These results also show that Borsboom’s criticism of scale scores as arbitrary sum scores overstated the problem with commonly used personality measures. While scale scores are not perfect indicators of constructs, sum scores of carefully selected items can be used as proxies of latent variables.

The main problem of sum scores is that they are contaminated with evaluative bias variance. This is not a problem if latent variable models are used because evaluative bias can be separate from Big Five variance. In order to control for evaluative bias with manifest scale scores, it is necessary to regress outcomes on all Big Five traits. As evaluative bias is shared across the Big Five, it is removed from regression coefficients that reflect only the unique contribution of each Big Five trait.

In conclusion, the results show that McCrae et al. were wrong to dismiss CFA as a method for personality psychologists and Borsboom et al. were wrong to claim that traits do not exist. CFA is ideally suited to create measurement models of personality traits and to validate personality scales. Ideally, these measurement models would use multiple methods such as personality ratings by multiple raters as well as measures of actual behaviors as indicators of personality traits.

Borsboom Comes to His Senses

in 2017, Borsboom and colleagues published another article on the Big Five (Epskamp, Rhemutulla, & Borsboom, 2017). The main focus of the article is to introduce a psychometric model that combines CFA to model the influence of unobserved common causes and network models that describe direct relationships between indicators. The model is illustrated with the Big Five.

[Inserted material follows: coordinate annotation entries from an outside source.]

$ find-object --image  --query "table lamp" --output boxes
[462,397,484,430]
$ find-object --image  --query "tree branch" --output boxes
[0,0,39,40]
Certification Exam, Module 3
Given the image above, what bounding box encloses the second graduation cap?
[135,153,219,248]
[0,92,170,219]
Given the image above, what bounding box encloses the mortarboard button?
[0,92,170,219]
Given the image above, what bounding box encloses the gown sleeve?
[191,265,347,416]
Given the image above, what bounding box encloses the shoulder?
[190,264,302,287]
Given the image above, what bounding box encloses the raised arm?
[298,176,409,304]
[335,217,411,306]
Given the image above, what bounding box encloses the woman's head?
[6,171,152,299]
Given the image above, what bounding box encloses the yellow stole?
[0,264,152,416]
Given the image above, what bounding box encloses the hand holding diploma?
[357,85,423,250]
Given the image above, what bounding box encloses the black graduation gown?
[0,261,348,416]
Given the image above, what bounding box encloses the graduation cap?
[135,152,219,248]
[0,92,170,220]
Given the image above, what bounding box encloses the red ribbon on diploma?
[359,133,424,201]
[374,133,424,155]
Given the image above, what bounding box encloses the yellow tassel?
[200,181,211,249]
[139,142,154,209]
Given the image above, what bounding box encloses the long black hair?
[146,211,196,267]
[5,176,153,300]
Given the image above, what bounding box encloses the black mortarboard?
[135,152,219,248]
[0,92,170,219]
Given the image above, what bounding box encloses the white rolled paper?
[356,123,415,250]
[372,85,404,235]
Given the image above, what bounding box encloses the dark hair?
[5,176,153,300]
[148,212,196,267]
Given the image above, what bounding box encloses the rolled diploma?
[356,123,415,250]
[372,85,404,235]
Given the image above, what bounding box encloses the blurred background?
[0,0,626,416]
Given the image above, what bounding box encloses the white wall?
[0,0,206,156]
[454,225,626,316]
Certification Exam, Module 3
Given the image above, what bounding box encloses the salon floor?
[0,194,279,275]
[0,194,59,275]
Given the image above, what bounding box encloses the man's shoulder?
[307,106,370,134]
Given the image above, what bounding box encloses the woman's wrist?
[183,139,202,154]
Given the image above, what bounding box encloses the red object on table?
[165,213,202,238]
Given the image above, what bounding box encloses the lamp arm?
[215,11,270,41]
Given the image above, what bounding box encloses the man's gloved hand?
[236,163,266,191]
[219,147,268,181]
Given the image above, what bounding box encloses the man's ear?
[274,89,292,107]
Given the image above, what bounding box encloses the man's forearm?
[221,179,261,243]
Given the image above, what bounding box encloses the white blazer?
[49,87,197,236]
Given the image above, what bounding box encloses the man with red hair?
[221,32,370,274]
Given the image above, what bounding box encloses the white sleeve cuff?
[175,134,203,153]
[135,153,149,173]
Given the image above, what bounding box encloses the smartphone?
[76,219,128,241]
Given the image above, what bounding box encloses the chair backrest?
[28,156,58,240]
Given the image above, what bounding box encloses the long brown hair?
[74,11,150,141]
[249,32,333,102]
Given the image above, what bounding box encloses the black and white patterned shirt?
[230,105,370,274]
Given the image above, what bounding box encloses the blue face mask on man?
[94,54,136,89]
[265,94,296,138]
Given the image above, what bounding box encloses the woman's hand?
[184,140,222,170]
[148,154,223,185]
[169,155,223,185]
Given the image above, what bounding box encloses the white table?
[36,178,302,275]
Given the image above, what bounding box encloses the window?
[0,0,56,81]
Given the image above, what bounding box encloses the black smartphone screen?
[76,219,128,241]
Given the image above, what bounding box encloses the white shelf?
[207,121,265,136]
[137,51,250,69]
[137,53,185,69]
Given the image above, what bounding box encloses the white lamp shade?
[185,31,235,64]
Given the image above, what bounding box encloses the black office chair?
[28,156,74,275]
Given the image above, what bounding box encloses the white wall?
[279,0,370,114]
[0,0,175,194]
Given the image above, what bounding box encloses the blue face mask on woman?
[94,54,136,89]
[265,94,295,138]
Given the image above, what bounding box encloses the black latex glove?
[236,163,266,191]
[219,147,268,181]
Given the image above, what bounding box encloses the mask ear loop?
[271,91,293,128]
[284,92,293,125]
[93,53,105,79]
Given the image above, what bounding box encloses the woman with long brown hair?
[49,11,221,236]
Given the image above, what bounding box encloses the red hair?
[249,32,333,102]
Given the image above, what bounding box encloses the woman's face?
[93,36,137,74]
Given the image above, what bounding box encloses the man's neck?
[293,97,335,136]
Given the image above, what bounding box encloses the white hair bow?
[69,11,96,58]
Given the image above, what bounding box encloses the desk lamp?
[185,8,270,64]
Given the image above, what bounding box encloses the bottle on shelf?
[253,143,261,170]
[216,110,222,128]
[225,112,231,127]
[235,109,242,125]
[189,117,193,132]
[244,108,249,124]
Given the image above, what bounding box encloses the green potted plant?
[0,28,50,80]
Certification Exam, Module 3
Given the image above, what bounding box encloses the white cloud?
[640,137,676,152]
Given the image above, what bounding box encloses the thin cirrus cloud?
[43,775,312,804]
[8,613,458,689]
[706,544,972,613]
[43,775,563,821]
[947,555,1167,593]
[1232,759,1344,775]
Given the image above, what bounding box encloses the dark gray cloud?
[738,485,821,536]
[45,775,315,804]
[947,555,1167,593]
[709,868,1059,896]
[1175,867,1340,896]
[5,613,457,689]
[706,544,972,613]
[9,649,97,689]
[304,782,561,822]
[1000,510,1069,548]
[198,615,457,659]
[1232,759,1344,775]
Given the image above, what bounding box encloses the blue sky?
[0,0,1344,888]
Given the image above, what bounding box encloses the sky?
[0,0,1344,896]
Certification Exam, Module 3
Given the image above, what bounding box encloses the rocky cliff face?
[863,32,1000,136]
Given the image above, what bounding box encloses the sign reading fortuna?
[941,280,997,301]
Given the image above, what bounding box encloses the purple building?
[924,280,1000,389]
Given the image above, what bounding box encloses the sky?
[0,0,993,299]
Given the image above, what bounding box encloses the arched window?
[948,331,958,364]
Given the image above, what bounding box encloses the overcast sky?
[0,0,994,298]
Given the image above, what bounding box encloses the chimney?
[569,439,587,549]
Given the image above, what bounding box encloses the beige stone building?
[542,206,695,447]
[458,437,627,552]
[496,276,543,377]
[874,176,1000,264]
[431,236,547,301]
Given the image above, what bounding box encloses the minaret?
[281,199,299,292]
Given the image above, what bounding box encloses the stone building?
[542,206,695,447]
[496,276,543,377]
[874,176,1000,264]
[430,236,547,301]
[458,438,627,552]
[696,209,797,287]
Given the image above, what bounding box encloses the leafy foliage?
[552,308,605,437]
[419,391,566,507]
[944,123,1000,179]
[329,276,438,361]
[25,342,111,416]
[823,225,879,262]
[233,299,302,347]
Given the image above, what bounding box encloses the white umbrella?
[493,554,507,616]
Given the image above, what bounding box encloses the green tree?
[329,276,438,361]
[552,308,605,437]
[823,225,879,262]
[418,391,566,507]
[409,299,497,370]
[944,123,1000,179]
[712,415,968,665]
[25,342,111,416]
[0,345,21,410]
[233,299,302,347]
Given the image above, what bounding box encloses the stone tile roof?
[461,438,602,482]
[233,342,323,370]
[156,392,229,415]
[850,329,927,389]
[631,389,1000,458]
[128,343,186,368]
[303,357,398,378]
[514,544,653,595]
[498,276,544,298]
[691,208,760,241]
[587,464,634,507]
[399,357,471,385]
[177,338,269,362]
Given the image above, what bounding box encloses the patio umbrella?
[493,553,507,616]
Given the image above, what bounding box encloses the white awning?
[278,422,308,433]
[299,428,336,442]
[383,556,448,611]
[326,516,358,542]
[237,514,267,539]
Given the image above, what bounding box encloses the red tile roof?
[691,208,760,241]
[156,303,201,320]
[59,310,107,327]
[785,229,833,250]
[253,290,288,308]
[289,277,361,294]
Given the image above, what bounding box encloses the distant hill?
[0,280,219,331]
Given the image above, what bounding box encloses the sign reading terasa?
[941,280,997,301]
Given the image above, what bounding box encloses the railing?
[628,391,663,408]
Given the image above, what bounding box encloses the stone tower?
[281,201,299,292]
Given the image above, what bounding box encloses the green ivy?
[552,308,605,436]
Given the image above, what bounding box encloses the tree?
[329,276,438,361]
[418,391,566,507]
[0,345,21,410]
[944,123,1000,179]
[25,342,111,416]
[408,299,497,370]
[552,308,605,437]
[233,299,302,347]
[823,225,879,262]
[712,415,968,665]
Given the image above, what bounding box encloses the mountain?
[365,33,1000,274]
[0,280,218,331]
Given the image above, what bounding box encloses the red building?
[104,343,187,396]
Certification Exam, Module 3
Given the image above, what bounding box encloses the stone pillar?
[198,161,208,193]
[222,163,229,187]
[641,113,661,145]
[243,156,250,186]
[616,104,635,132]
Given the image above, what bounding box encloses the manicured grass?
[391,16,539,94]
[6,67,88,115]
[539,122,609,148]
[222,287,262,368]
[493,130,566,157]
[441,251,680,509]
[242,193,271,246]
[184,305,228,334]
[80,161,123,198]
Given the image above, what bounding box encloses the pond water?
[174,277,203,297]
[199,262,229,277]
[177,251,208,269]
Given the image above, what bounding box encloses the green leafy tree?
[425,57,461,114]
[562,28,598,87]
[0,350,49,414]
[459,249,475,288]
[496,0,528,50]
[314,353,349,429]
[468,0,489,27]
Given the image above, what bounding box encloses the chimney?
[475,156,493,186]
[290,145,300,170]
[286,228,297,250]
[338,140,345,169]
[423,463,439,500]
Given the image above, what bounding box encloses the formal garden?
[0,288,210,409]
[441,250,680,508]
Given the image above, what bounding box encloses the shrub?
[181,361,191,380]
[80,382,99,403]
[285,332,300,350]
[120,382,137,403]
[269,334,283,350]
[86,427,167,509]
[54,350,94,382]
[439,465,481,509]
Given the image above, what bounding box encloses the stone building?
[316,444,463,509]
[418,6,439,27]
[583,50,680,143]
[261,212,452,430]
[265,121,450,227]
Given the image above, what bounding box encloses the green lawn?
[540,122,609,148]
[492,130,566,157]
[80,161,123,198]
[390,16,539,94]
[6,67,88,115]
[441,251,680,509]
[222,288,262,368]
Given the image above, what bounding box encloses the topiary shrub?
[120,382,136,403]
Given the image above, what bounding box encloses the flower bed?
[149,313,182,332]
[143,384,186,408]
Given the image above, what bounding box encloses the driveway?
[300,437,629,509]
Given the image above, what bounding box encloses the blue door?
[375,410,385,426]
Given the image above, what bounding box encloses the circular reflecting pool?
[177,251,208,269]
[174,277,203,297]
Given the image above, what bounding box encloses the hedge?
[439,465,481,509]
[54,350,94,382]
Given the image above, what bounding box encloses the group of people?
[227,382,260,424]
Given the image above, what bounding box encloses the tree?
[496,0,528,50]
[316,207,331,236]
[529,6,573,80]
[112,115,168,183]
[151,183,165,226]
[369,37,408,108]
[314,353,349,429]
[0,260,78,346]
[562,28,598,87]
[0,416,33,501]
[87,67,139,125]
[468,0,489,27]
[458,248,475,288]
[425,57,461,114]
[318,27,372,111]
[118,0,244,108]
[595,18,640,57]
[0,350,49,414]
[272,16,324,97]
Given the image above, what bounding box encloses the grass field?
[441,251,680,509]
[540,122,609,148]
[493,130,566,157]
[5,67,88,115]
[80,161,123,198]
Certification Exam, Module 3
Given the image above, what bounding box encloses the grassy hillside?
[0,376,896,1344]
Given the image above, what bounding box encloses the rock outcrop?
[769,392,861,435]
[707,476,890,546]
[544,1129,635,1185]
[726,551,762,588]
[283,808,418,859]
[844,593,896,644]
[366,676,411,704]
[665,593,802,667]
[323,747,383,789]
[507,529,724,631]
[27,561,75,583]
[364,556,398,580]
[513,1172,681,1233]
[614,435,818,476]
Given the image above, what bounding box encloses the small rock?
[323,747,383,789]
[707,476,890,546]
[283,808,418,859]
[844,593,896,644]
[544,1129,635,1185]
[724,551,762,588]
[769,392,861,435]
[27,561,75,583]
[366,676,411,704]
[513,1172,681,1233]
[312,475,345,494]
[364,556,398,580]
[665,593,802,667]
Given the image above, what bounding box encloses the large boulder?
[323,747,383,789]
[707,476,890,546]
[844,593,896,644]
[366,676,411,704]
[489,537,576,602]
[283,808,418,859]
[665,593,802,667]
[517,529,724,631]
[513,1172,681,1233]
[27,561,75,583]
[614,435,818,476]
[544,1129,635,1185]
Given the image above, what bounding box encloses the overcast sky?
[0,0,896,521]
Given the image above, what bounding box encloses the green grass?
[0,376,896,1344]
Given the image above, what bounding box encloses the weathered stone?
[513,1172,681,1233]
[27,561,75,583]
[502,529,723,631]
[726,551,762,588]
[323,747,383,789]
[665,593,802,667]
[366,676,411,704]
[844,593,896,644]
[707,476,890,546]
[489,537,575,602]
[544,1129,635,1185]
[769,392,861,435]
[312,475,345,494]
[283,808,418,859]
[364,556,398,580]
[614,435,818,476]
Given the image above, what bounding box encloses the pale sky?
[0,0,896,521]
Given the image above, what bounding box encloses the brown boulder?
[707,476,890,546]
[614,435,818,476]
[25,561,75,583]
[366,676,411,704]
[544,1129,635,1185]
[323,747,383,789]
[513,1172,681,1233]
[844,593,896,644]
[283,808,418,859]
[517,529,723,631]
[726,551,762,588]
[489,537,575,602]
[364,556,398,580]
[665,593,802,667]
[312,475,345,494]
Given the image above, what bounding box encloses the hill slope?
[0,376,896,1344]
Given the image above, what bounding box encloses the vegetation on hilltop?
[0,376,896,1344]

As the figure shows, the model is essentially a CFA model (on the left) and a model of correlated residuals that are presented as a network (on the right). The authors note that the CFA model alone does not fit the data and that adding the residual network improves model fit. However, the authors do not explore alternative models with secondary loadings and their model ignores the presence of method factors such as the acquiescence bias and evaluative bias factors identified in the model above (Anusic et al., 2009). Even though the authors consider their model a new psychometric model, adding residual covariances to a structural equation model is not really novel. Most important, the article shows a reversal in Borsboom’s thinking. Rather than claiming that latent factors are illusory, he seems to acknowledge that personality items are best modeled with latent factors.

It is interesting to contrast the 2017 article with the 2012 article. In 2012, Borsboom critiqued personality psychologists for ” tweaking the model ‘on the basis of the data’ so that the basic latent variable hypothesis is preserved (e.g. by allowing cross-loadings,
exploratory factor analysis with procrustes rotation; see also Borsboom, 2006 for an elaborate critique).” However, in 2017, Borsboom added a purely data-driven network of residual correlations to produce model fit. This shows a major shift in Borsboom’s thinking about personality measurement.

I think the 2017 article is a move in the right direction. All we need to do is to add method factors and secondary loadings to the model and Borsboom’s model in 2017 converges with my measurement model of the Big Five.

Where are we now?

A decade has past since Borsboom marshaled his attack, but most of the problems that triggered Borsboom’s article remain the same. In part, Borsboom is to blame for this lack of progress because his attack was directed at the existence of traits as opposed to bad practices in measuring them.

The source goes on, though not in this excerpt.